From: NeilBrown <neilb@suse.de>
To: Jonathan Brassow <jbrassow@redhat.com>
Cc: linux-raid@vger.kernel.org, agk@redhat.com
Subject: Re: [PATCH - v2] DM RAID: Add ability to restore transiently failed devices on resume
Date: Mon, 6 May 2013 16:00:35 +1000	[thread overview]
Message-ID: <20130506160035.2b84bda5@notabene.brown> (raw)
In-Reply-To: <1367522364.23442.1.camel@f16>

[-- Attachment #1: Type: text/plain, Size: 5580 bytes --]

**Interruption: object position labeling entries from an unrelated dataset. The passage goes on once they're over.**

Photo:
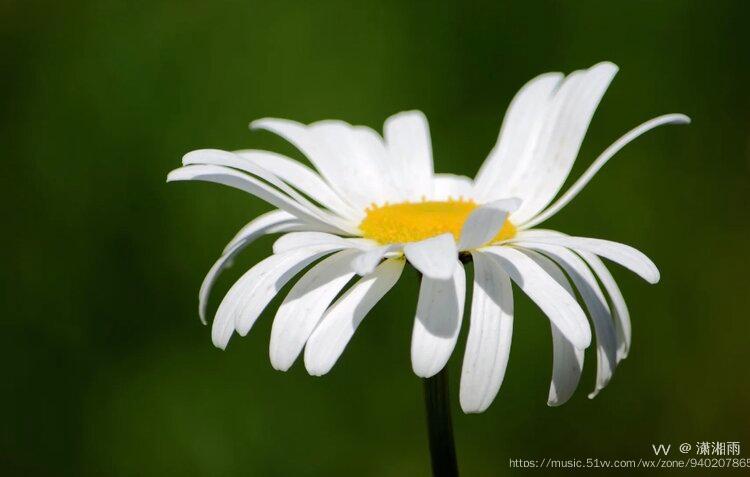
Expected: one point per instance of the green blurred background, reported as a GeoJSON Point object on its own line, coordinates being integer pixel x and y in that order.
{"type": "Point", "coordinates": [107, 370]}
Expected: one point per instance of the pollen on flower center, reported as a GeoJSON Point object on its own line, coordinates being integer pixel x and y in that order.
{"type": "Point", "coordinates": [415, 221]}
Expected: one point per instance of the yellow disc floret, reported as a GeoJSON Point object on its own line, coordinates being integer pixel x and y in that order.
{"type": "Point", "coordinates": [415, 221]}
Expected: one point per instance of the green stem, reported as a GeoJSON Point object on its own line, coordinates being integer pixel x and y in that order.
{"type": "Point", "coordinates": [439, 427]}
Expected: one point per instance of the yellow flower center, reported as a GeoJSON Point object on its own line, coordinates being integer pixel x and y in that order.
{"type": "Point", "coordinates": [415, 221]}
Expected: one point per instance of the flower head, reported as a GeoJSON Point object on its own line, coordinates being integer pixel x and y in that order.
{"type": "Point", "coordinates": [374, 203]}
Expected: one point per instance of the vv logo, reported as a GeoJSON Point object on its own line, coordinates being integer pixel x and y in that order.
{"type": "Point", "coordinates": [661, 449]}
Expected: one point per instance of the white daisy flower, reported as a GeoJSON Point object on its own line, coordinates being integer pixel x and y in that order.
{"type": "Point", "coordinates": [374, 203]}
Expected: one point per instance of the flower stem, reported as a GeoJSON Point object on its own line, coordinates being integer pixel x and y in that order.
{"type": "Point", "coordinates": [439, 427]}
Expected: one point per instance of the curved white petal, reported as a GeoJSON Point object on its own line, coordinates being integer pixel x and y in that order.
{"type": "Point", "coordinates": [605, 156]}
{"type": "Point", "coordinates": [559, 139]}
{"type": "Point", "coordinates": [518, 135]}
{"type": "Point", "coordinates": [490, 333]}
{"type": "Point", "coordinates": [434, 257]}
{"type": "Point", "coordinates": [407, 137]}
{"type": "Point", "coordinates": [619, 308]}
{"type": "Point", "coordinates": [561, 308]}
{"type": "Point", "coordinates": [485, 222]}
{"type": "Point", "coordinates": [341, 320]}
{"type": "Point", "coordinates": [218, 157]}
{"type": "Point", "coordinates": [348, 157]}
{"type": "Point", "coordinates": [625, 255]}
{"type": "Point", "coordinates": [596, 303]}
{"type": "Point", "coordinates": [303, 307]}
{"type": "Point", "coordinates": [567, 364]}
{"type": "Point", "coordinates": [440, 310]}
{"type": "Point", "coordinates": [451, 186]}
{"type": "Point", "coordinates": [303, 239]}
{"type": "Point", "coordinates": [249, 229]}
{"type": "Point", "coordinates": [567, 359]}
{"type": "Point", "coordinates": [272, 222]}
{"type": "Point", "coordinates": [247, 298]}
{"type": "Point", "coordinates": [233, 178]}
{"type": "Point", "coordinates": [304, 179]}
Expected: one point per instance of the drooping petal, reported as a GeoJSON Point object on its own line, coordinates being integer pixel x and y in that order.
{"type": "Point", "coordinates": [341, 320]}
{"type": "Point", "coordinates": [485, 222]}
{"type": "Point", "coordinates": [244, 182]}
{"type": "Point", "coordinates": [490, 333]}
{"type": "Point", "coordinates": [304, 179]}
{"type": "Point", "coordinates": [625, 255]}
{"type": "Point", "coordinates": [559, 139]}
{"type": "Point", "coordinates": [218, 157]}
{"type": "Point", "coordinates": [407, 137]}
{"type": "Point", "coordinates": [434, 257]}
{"type": "Point", "coordinates": [366, 262]}
{"type": "Point", "coordinates": [440, 309]}
{"type": "Point", "coordinates": [567, 359]}
{"type": "Point", "coordinates": [518, 135]}
{"type": "Point", "coordinates": [596, 303]}
{"type": "Point", "coordinates": [303, 239]}
{"type": "Point", "coordinates": [567, 364]}
{"type": "Point", "coordinates": [303, 307]}
{"type": "Point", "coordinates": [561, 308]}
{"type": "Point", "coordinates": [247, 298]}
{"type": "Point", "coordinates": [599, 162]}
{"type": "Point", "coordinates": [346, 156]}
{"type": "Point", "coordinates": [272, 222]}
{"type": "Point", "coordinates": [619, 307]}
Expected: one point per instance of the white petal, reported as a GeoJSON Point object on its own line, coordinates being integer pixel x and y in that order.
{"type": "Point", "coordinates": [269, 223]}
{"type": "Point", "coordinates": [366, 262]}
{"type": "Point", "coordinates": [561, 308]}
{"type": "Point", "coordinates": [619, 308]}
{"type": "Point", "coordinates": [567, 364]}
{"type": "Point", "coordinates": [559, 139]}
{"type": "Point", "coordinates": [490, 333]}
{"type": "Point", "coordinates": [249, 229]}
{"type": "Point", "coordinates": [440, 310]}
{"type": "Point", "coordinates": [304, 306]}
{"type": "Point", "coordinates": [341, 320]}
{"type": "Point", "coordinates": [625, 255]}
{"type": "Point", "coordinates": [596, 303]}
{"type": "Point", "coordinates": [451, 186]}
{"type": "Point", "coordinates": [485, 222]}
{"type": "Point", "coordinates": [247, 298]}
{"type": "Point", "coordinates": [564, 199]}
{"type": "Point", "coordinates": [407, 136]}
{"type": "Point", "coordinates": [294, 240]}
{"type": "Point", "coordinates": [518, 135]}
{"type": "Point", "coordinates": [241, 181]}
{"type": "Point", "coordinates": [567, 359]}
{"type": "Point", "coordinates": [434, 257]}
{"type": "Point", "coordinates": [304, 179]}
{"type": "Point", "coordinates": [218, 157]}
{"type": "Point", "coordinates": [347, 157]}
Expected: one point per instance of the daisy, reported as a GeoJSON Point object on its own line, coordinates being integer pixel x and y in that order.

On Thu, 02 May 2013 14:19:24 -0500 Jonathan Brassow <jbrassow@redhat.com>
wrote:

> DM RAID: Add ability to restore transiently failed devices on resume
> 
> This patch adds code to the resume function to check over the devices
> in the RAID array.  If any are found to be marked as failed and their
> superblocks can be read, an attempt is made to reintegrate them into
> the array.  This allows the user to refresh the array with a simple
> suspend and resume of the array - rather than having to load a
> completely new table, allocate and initialize all the structures and
> throw away the old instantiation.
> 
> Signed-off-by: Jonathan Brassow <jbrassow@redhat.com>
> 
> Index: linux-upstream/drivers/md/dm-raid.c
> ===================================================================
> --- linux-upstream.orig/drivers/md/dm-raid.c
> +++ linux-upstream/drivers/md/dm-raid.c
> @@ -1574,12 +1574,54 @@ static void raid_postsuspend(struct dm_t
>  
>  static void raid_resume(struct dm_target *ti)
>  {
> +	int i;
> +	uint64_t failed_devices, cleared_failed_devices = 0;
> +	unsigned long flags;
> +	struct dm_raid_superblock *sb;
>  	struct raid_set *rs = ti->private;
> +	struct md_rdev *r;
>  
>  	set_bit(MD_CHANGE_DEVS, &rs->md.flags);
>  	if (!rs->bitmap_loaded) {
>  		bitmap_load(&rs->md);
>  		rs->bitmap_loaded = 1;
> +	} else {
> +		/*
> +		 * A secondary resume while the device is active.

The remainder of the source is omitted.